In einem Gespräch mit dem Evangelischen Pressedienst (epd) betonte sie, der von Präsident Putin begonnene Krieg gegen das Nachbarland sei "einfach schrecklich". Vor der Preisverleihung ergänzte sie: "Russland führt diesen Krieg wider jede Vernunft."
Die Verleihung des Erich-Maria-Remarque-Friedenspreises ehre sie sehr, "besonders in der jetzigen Zeit", sagte Ulitzkaja, deren Werke in 17 Sprachen übersetzt wurden. Allerdings habe sie der politische Hintergrund bei den verschiedenen literarischen Preisen, die sie schon erhalten habe, nie vorrangig beschäftigt. "Russland hat immer wieder größere und kleinere Kriege geführt, ob in Afghanistan, Tschetschenien oder im Kaukasus.
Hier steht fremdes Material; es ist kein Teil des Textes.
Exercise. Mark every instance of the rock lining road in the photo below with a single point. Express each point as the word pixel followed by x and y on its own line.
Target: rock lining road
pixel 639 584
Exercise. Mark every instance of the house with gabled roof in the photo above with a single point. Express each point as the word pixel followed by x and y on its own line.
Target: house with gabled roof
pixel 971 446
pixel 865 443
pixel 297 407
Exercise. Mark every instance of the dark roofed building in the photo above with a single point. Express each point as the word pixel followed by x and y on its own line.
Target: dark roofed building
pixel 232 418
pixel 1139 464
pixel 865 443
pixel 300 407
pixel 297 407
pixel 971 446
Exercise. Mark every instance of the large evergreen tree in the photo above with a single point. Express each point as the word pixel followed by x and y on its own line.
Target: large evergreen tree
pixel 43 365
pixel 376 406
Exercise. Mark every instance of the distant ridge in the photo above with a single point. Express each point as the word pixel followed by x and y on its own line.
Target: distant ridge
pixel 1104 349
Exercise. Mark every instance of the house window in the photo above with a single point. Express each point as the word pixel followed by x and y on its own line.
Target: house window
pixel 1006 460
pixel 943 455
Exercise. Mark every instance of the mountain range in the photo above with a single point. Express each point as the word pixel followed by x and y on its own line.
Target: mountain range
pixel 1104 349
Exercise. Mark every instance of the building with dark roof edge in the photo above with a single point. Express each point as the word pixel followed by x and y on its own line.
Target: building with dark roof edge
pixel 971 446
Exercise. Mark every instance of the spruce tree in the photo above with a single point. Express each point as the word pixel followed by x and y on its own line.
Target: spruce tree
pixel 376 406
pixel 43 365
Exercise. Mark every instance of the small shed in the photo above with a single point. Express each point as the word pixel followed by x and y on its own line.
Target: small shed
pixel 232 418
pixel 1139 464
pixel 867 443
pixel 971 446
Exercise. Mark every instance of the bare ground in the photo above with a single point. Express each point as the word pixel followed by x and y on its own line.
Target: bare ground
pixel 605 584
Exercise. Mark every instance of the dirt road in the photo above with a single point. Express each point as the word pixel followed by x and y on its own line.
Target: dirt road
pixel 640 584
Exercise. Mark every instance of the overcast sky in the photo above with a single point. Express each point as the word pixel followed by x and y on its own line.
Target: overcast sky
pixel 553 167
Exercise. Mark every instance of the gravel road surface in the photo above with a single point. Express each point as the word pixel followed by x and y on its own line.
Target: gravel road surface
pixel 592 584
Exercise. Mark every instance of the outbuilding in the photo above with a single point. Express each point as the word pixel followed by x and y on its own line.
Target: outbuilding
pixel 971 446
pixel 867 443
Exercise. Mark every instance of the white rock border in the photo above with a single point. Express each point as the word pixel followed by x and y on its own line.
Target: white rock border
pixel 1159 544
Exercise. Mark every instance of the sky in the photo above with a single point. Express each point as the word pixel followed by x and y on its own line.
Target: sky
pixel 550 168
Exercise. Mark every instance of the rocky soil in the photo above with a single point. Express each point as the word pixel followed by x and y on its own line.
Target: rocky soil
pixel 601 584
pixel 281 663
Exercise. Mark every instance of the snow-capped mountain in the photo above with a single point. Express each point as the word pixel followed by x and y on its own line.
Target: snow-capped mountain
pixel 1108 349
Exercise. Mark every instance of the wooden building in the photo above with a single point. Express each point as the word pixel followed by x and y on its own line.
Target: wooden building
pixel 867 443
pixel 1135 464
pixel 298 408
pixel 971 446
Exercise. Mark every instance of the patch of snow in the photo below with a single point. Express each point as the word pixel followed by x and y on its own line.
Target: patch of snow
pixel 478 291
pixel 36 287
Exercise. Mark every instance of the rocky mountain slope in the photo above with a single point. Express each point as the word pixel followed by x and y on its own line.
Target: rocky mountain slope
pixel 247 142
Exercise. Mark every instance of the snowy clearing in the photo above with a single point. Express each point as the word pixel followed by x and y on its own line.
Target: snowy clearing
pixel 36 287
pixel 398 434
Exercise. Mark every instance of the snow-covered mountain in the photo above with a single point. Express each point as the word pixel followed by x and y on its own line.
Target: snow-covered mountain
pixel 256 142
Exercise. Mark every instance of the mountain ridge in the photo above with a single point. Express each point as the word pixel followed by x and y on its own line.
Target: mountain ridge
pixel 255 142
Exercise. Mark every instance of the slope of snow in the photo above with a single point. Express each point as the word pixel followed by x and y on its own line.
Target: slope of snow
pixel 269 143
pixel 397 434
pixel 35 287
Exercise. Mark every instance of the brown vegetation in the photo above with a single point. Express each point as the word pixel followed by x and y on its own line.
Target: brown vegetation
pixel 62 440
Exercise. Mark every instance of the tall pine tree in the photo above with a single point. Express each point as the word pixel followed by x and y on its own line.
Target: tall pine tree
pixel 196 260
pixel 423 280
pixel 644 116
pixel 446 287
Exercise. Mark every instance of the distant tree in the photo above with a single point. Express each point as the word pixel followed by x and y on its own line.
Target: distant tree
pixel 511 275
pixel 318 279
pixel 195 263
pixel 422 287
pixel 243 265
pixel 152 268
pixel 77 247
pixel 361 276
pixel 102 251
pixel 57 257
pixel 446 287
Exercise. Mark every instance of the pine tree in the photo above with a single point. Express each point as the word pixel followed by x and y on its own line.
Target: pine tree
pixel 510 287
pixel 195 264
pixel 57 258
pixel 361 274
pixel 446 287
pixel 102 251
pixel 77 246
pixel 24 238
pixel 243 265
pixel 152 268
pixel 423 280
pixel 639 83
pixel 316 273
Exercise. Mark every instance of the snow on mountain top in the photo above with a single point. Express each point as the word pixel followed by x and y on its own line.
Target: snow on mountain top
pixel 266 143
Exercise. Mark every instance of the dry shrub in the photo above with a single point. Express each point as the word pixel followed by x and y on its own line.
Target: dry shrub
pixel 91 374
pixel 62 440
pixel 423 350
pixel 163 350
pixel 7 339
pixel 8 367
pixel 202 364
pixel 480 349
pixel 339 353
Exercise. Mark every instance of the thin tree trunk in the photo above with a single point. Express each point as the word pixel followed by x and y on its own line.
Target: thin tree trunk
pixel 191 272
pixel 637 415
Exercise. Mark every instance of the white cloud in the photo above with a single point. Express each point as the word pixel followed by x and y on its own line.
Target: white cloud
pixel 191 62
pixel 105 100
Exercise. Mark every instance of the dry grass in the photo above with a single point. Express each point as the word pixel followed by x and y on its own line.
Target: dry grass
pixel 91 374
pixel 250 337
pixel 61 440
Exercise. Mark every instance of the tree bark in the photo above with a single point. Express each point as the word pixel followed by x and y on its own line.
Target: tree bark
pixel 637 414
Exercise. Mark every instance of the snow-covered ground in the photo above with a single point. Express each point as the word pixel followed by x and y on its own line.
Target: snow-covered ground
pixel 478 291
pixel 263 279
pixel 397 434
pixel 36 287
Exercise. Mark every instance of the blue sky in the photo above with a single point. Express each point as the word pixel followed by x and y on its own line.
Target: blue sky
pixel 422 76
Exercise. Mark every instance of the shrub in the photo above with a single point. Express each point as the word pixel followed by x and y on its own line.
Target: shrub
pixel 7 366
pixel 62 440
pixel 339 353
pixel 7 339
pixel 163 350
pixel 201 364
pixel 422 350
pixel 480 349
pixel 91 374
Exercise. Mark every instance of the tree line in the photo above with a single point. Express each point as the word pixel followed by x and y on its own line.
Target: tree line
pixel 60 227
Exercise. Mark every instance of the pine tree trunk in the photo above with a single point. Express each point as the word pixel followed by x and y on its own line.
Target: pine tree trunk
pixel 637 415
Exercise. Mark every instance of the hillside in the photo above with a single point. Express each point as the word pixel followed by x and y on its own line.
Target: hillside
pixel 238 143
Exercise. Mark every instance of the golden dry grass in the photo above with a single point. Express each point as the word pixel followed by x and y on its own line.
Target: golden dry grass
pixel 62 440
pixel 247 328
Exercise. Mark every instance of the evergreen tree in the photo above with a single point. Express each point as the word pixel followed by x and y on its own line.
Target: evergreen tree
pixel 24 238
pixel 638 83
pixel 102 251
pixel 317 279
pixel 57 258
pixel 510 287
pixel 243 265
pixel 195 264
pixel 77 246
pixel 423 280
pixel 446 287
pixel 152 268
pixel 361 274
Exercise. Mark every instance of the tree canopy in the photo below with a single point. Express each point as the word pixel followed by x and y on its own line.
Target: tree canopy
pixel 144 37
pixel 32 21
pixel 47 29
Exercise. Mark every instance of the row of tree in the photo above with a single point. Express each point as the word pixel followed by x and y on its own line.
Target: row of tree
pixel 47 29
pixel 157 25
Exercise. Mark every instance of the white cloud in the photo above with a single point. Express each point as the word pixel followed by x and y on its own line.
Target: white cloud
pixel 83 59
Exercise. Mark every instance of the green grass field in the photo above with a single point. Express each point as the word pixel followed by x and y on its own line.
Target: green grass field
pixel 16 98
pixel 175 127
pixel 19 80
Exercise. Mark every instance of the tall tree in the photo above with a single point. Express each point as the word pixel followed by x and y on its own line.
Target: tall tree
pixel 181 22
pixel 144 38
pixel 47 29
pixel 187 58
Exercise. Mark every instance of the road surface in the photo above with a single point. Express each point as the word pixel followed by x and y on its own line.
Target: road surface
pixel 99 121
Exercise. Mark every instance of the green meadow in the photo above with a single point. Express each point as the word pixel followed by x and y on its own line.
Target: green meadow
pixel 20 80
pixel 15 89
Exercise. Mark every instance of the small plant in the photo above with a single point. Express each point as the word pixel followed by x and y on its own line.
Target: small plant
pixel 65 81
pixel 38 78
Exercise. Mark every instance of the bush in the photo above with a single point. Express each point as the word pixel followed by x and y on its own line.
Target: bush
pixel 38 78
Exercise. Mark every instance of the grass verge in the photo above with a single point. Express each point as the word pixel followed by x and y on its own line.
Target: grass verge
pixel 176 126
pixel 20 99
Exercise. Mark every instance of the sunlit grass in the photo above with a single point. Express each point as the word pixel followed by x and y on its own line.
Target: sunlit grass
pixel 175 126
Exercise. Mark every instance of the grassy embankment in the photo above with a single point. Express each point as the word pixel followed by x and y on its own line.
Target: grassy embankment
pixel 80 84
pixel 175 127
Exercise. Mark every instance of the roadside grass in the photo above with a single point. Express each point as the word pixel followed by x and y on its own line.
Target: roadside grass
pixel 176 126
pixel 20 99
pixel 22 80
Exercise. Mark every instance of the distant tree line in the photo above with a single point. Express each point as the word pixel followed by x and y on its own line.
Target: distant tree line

Ich schreibe meine Bücher unabhängig davon."
Die studierte Biologin und Genetikerin beklagte die allgemeine Neigung des Menschen zu Aggressionen. Der vernunftbegabte Mensch sei offenbar nicht vernunftbegabt genug, um sein Überleben auf der Erde zu sichern. "Die gesamte Menschheitsgeschichte besteht aus unzähligen Kriegen der Völker gegeneinander. Ich wurde während des Zweiten Weltkriegs geboren, und nun ist auch das Ende meines Lebens leider vom Krieg überschattet."
Schriftsteller und andere Intellektuelle könnten die politischen Ereignisse heutzutage kaum beeinflussen. Sie seien eher Zeugen und Chronisten. "Die Welt wird nicht von Intellektuellen beherrscht, sondern von selbstsüchtigen, machthungrigen und kleingeistigen Menschen."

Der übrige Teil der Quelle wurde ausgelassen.